The excellent linear behavior of the GAGG:Ce crystal detector with respect to the dose of irradiation (
Figure 9b and
Figure 10b) allows for more predictable dosimetric readings without the pronounced nonlinearity observed in LuAG:Ce at lower doses, thus reducing the need for corrections in the low-dose region. Consequently, the GAGG:Ce crystal is a reliable material for situations that demand consistent performance across a wider dose range, combining high luminescent efficiency with enhanced linearity, making it an attractive option for practical dosimetry.
6. Conclusions
Our study demonstrates that single YAG:Ce, LuAG:Ce, and GAGG:Ce crystals exhibit favorable luminescent and scintillation properties, making them promising candidates for fiber-optic dosimeter (FOD) heads for in situ dose measurements during brachytherapy treatments. Experimental evaluations revealed distinct differences in the intensity and integrated areas of the Ce3+ luminescence bands across the tested garnet crystals, corresponding to varying radiation doses in the 0.5–8 Gy range. These variations in peak intensity and peak area are critical for determining the sensitivity and linearity of dose measurements.
The specific “peak intensity/area vs. dose” responses observed for each material highlight their unique luminescent behavior under radiation exposure. This suggests that the selection of YAG:Ce, LuAG:Ce, or GAGG:Ce as a crystal detector can be optimized based on the specific requirements of a brachytherapy application. In other words, each crystal offers distinct advantages depending on the desired sensitivity, accuracy, and dose range, allowing for tailored solutions in clinical dosimetry.
Among the materials tested, the LuAG:Ce crystal detector demonstrated a greater potential for dosimetric applications in the 1–8 Gy dose range compared to the YAG:Ce crystal. This enhanced performance can be attributed to LuAG:Ce’s higher density and effective atomic number (Zeff), which contribute to greater γ-ray absorption and, consequently, a more intense Ce3+ luminescence response. Under γ-ray excitation from a 192Ir source (394 keV), the LuAG:Ce crystal detector exhibited higher peak intensities and larger emission areas in the Ce3+ band relative to YAG:Ce. Moreover, LuAG:Ce exhibited a more linear dose–intensity relationship, an important characteristic for accurate and reliable dose quantification, especially at higher radiation levels. This improved linearity and efficiency suggest that LuAG:Ce is particularly well-suited for in situ dosimetry in brachytherapy environments, where higher radiation doses are employed, offering more accurate and responsive measurements than its YAG:Ce counterpart.

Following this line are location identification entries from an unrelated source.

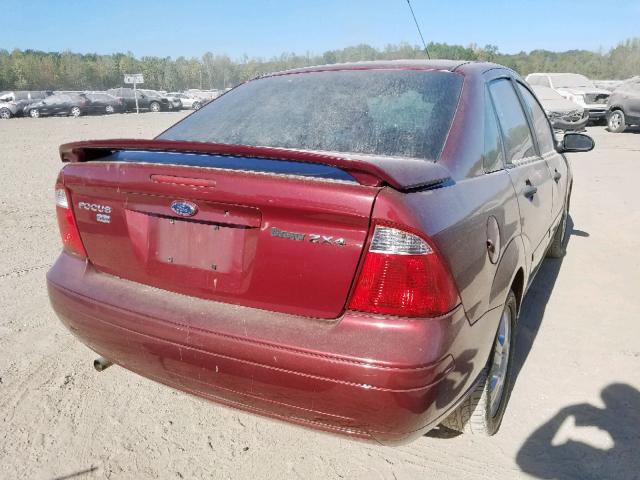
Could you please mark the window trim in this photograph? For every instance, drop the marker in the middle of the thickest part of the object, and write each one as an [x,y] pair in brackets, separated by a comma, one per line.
[489,104]
[529,118]
[507,161]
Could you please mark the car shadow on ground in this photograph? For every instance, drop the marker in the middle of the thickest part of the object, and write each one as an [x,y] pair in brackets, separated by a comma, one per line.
[587,442]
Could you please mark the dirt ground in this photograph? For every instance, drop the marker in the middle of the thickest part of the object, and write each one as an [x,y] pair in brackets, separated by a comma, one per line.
[574,410]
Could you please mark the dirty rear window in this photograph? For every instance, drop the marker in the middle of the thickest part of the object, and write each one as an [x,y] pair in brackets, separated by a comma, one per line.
[381,112]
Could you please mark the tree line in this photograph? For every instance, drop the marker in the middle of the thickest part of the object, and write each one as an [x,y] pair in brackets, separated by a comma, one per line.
[37,70]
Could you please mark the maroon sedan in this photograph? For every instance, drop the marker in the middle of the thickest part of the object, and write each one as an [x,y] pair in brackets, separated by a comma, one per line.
[345,247]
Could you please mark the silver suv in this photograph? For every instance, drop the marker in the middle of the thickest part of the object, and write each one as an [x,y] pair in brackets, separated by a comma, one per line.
[577,88]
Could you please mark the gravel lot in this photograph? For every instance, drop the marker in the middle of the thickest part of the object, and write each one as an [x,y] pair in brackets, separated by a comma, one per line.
[574,410]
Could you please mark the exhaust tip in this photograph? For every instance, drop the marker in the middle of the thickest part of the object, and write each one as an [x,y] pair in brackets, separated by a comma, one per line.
[101,364]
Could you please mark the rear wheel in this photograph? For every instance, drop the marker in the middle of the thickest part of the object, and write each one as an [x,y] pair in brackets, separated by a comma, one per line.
[482,411]
[616,121]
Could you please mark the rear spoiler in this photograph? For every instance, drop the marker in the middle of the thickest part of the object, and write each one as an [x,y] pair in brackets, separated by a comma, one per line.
[398,173]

Finally, the GAGG:Ce crystal detector demonstrated superior scintillation performance among all studied crystals for dosimetric applications. While LuAG:Ce excelled at higher radiation doses due to its greater density, Zeff, and more intense luminescent output, GAGG:Ce offered a well-balanced performance, particularly suited for low-dose applications. Notably, GAGG:Ce exhibited an excellent linear dose–response relationship in the lower dose range (0.5–1 Gy), where the LuAG:Ce detector tended to show nonlinearity. This makes GAGG:Ce a reliable choice for scenarios requiring accurate and consistent measurements across a broader dose spectrum. Its effective atomic number (Zeff), lying between YAG and LuAG, enables moderate photon interaction and energy absorption, allowing for reasonable sensitivity without the need for corrections at lower doses.

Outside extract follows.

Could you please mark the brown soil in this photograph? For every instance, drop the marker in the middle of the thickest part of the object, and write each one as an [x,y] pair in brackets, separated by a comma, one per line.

In summary, all the garnet crystals studied, YAG:Ce, LuAG:Ce, and GAGG:Ce, demonstrate strong potential as scintillating materials for in situ dose measurement in brachytherapy. The distinct differences in their luminescence responses and dose–intensity behaviors offer valuable insights for selecting the most suitable crystal type based on specific clinical requirements and targeted radiation dose ranges.